Defendant Ekstowicz claimed that he had climbed the roof of the Jew-filled barn, and poured 30 liters of petrol [From where did he get that much?] on it, under duress. (p. 51). Defendant Dziekonski (p. 57) denied that Ekstowicz was acting under duress. Is one of them lying, or do different people experience duress, or lack of it, differently?

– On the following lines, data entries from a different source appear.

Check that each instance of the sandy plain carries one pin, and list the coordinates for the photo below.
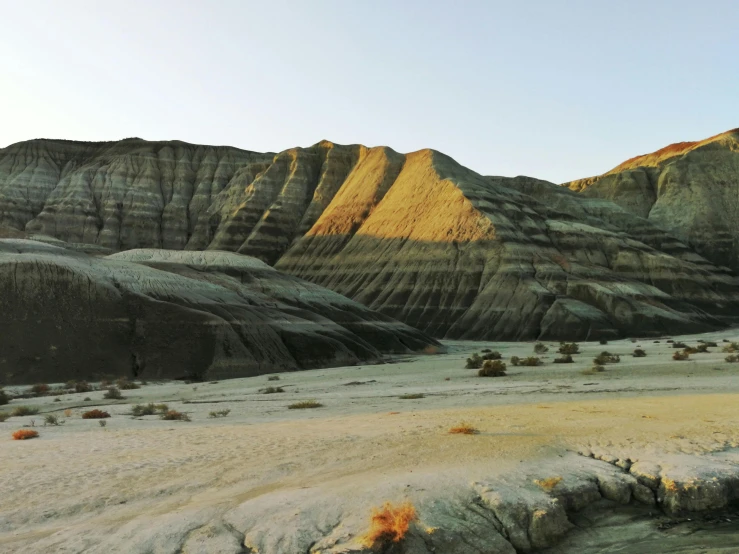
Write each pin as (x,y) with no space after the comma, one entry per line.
(270,479)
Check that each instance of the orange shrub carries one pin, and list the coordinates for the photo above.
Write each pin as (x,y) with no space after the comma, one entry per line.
(390,523)
(24,434)
(463,429)
(95,414)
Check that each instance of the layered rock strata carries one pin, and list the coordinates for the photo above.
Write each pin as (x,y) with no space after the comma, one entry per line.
(416,237)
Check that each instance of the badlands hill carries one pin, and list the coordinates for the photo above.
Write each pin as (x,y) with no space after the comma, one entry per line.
(690,189)
(156,314)
(416,237)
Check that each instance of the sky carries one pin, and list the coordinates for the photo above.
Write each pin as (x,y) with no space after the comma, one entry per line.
(552,89)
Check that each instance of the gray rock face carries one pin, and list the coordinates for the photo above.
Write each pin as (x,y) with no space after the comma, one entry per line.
(416,237)
(161,314)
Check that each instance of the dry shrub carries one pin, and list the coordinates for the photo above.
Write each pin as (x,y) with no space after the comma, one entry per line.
(541,348)
(21,411)
(474,362)
(463,429)
(174,415)
(40,389)
(124,384)
(569,348)
(549,483)
(593,370)
(606,357)
(731,348)
(389,524)
(24,434)
(492,368)
(95,414)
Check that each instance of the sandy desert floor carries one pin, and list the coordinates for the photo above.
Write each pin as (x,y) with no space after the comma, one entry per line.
(147,485)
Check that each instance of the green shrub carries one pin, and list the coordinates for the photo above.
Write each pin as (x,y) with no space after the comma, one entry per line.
(40,389)
(492,368)
(52,420)
(21,411)
(304,405)
(95,414)
(606,357)
(124,384)
(149,409)
(569,348)
(113,394)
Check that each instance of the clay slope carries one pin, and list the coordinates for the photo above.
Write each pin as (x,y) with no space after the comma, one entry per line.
(417,237)
(163,314)
(690,189)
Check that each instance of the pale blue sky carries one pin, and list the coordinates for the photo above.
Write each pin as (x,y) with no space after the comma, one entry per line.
(553,89)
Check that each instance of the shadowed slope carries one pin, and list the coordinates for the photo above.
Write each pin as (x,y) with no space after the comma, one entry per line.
(163,314)
(690,189)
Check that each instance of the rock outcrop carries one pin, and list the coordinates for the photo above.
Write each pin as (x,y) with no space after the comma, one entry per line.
(161,314)
(416,237)
(690,189)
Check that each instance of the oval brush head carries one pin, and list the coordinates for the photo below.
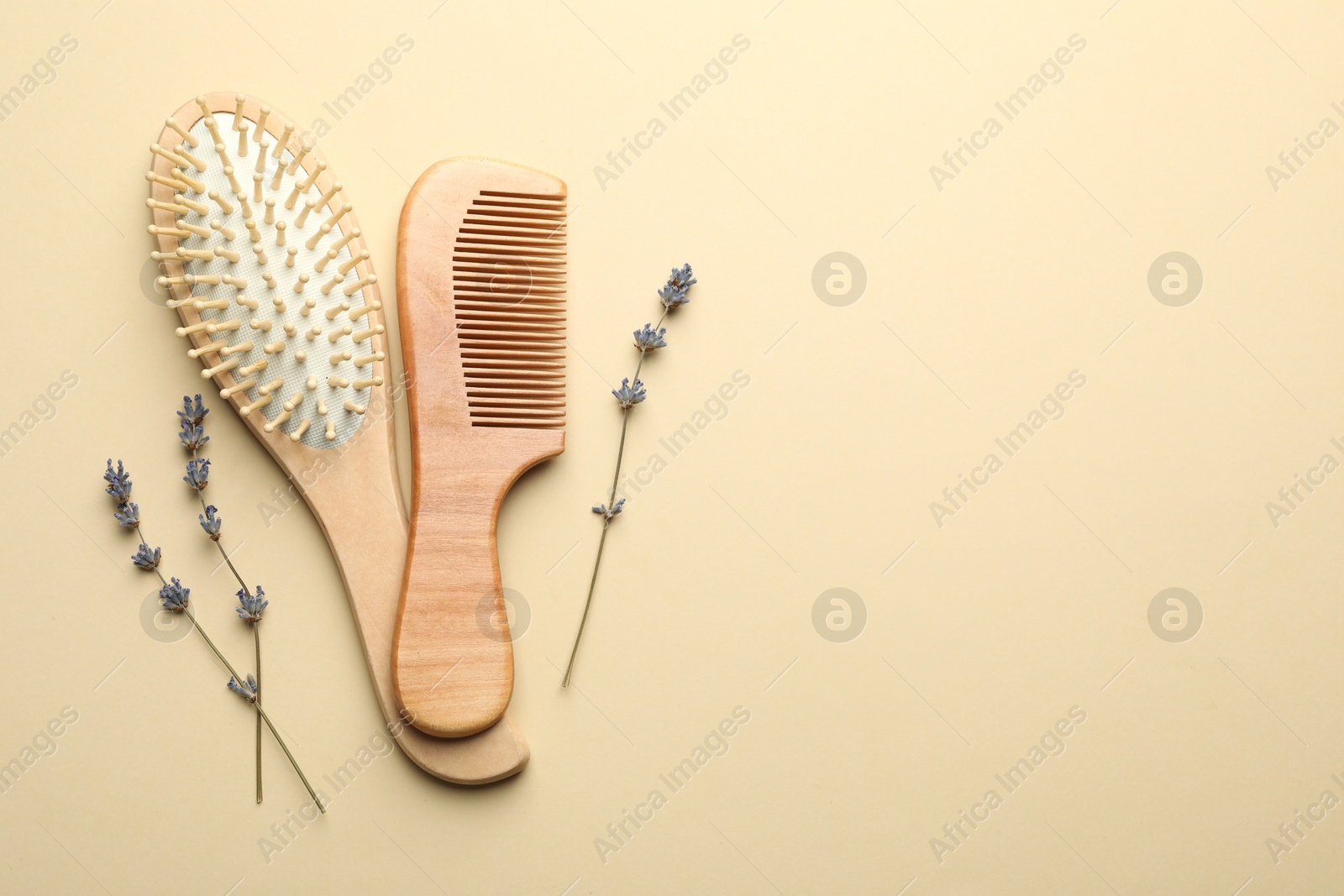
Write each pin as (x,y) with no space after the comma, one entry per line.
(277,296)
(276,284)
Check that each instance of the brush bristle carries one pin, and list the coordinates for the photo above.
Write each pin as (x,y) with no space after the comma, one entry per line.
(508,298)
(255,253)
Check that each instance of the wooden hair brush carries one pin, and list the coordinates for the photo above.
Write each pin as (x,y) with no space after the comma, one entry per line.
(480,271)
(277,295)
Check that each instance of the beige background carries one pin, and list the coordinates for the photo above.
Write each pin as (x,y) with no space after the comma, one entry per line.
(1030,600)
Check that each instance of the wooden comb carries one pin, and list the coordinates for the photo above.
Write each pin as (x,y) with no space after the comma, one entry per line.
(253,184)
(480,271)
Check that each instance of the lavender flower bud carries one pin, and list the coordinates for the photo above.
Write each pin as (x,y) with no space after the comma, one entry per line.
(629,396)
(682,278)
(611,515)
(118,483)
(248,689)
(210,523)
(174,597)
(649,338)
(145,558)
(252,607)
(128,515)
(192,436)
(192,412)
(198,473)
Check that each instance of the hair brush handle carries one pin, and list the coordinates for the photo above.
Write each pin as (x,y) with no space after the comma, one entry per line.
(480,298)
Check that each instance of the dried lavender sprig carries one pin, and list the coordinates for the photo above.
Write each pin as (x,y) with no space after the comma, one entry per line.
(674,295)
(192,421)
(178,600)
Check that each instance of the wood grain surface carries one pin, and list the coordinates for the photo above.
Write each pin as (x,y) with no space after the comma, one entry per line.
(480,298)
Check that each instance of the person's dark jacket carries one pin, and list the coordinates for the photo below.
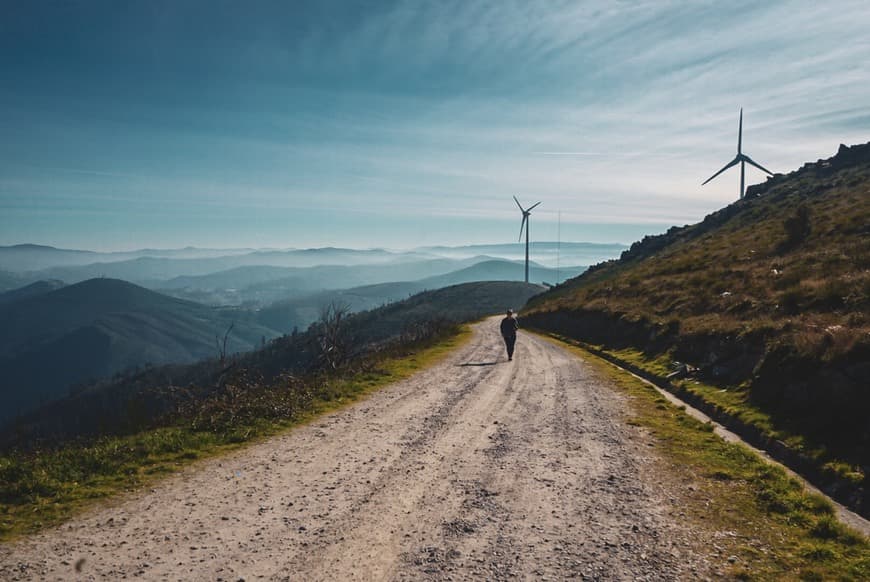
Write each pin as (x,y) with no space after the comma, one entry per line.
(509,327)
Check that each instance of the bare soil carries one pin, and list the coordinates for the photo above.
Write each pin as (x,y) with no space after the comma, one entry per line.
(477,468)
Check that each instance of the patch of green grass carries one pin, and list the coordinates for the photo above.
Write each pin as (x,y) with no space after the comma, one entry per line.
(45,488)
(734,400)
(781,531)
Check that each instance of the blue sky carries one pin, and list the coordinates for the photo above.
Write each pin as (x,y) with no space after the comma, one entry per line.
(398,124)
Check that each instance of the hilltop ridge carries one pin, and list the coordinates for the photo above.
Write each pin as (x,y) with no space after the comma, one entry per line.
(767,299)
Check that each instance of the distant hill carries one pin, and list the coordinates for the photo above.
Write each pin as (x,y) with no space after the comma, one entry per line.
(151,269)
(769,296)
(32,290)
(53,340)
(549,253)
(299,312)
(262,285)
(128,403)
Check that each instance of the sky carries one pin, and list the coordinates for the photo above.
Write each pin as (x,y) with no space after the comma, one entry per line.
(397,124)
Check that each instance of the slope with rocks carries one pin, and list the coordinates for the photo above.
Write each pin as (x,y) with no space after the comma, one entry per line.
(767,298)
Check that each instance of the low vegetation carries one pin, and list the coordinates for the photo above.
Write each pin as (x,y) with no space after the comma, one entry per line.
(45,486)
(126,431)
(763,305)
(765,524)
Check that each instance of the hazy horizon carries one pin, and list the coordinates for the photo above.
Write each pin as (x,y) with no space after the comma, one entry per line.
(395,124)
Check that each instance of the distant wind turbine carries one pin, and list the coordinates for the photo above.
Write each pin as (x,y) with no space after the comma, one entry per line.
(741,159)
(525,224)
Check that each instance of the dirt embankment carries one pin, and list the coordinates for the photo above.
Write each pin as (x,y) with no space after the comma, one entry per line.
(475,469)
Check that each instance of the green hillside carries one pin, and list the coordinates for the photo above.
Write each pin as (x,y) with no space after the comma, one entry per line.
(769,298)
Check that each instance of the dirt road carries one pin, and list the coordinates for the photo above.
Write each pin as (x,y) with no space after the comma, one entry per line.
(477,468)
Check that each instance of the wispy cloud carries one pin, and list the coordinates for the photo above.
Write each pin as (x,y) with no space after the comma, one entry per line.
(425,110)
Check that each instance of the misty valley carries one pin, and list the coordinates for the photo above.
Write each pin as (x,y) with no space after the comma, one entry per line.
(94,315)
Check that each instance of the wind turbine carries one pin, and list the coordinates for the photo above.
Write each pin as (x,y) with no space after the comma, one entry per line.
(525,224)
(741,159)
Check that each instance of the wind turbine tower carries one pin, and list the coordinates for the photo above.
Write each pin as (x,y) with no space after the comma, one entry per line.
(741,159)
(525,224)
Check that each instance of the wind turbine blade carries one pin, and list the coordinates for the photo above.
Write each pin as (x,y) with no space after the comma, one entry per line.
(733,162)
(749,160)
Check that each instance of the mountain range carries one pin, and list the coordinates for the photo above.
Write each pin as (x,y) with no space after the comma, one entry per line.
(54,339)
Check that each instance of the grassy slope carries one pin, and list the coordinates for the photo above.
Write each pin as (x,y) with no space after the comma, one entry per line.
(765,524)
(778,324)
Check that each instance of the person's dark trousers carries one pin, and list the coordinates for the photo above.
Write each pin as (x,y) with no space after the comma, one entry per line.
(509,341)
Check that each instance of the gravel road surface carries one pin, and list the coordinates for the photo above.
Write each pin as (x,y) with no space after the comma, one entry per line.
(475,469)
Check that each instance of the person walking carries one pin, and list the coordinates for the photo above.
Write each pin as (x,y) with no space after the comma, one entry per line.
(509,327)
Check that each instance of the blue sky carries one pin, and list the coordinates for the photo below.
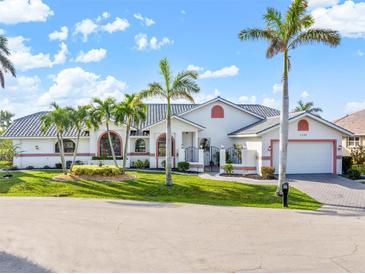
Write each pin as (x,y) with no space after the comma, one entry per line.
(72,50)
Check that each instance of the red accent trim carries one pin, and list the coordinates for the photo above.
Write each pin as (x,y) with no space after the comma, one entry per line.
(173,149)
(114,132)
(51,154)
(217,111)
(245,168)
(138,154)
(334,149)
(303,125)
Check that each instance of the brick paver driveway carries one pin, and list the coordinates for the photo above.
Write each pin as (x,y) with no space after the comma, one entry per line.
(333,191)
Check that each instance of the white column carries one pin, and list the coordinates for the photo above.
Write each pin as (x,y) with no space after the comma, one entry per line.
(222,158)
(181,154)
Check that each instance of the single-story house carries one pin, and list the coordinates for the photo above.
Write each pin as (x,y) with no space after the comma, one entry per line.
(355,123)
(206,135)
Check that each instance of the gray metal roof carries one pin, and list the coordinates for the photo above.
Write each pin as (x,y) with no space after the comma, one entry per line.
(260,126)
(30,126)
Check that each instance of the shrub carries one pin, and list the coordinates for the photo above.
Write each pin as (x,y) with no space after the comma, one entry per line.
(353,174)
(93,170)
(183,166)
(228,168)
(267,172)
(346,164)
(139,164)
(146,163)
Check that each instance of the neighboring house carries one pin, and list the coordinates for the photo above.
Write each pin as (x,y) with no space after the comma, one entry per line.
(203,134)
(354,122)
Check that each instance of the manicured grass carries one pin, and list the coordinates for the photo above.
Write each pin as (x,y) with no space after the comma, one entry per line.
(3,164)
(149,187)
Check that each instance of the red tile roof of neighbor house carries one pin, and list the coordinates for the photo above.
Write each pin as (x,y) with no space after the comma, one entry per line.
(354,122)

Even Chaja Finkelsztejn, a decidedly hostile witness, writes that the Gestapo was in Radzilow three times before the massacre, and that it was the Gestapo who had given orders for Poles to round the Jews up. (p. 64). Finally, and not mentioned by Zbikowski, there are Jewish testimonies that point to the Germans, and not the Poles, as the main killers of the Jews of Jedwabne and Radzilow. See the Peczkis reviews of Deliverance: The Diary of Michael Maik, a True Story, and The Warriors: My Life As A Jewish Soviet Partisan (Religion, Theology, and the Holocaust).